Three days ago, MP for Kuala Selangor was reported by Sinar Harian [read here] asking what happened to the August 22nd appearance. Since June 20th announcement, there have been no development!
Investigation for criminal charges is still ongoing. Is something not going right with DOJ again?
This blog has raised issues on past poor records of Department of Justice (DOJ) in their KARI Kleptocracy cases. Others raised issue on DOJ sudden silence on a past money laundering case involving HSBC and underworld characters.
Australian based lawyer, Quinton Rozario explained at length the questionable issues of DOJ filing [read Mohd Kamal bin Abdullah's blog here].
If you have been following closely the US Presidential election, they campaign a lot on foreign policy and security. However, both candidate for "Chief Police" of the world are equally corrupt.
In the latest development, the Chief Police and also cum Head Prosecutor of the world via DOJ could be equally incompetent and did the despicable act of lying.
This is not a non-American talking but an American judge.

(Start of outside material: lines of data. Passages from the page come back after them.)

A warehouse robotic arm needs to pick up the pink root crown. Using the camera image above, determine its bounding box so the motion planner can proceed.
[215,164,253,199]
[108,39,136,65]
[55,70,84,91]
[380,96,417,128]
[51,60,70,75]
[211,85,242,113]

Read Wall Street Journal below:
Justice Department Gave Supreme Court Incorrect Data in Immigration CaseSince the source is WSJ, the pro- and Pakatoon should agree with the report and not raise any doubt.
Department won the 2003 case after understating the time certain immigrants spend in detention without bail
By Jess Bravin
Updated Aug. 30, 2016 3:48 p.m. ET
WASHINGTON—The Justice Department said it provided the Supreme Court with erroneous information that helped it win a 2003 case upholding a blanket policy of denying bail to thousands of immigrants imprisoned while appealing deportation orders.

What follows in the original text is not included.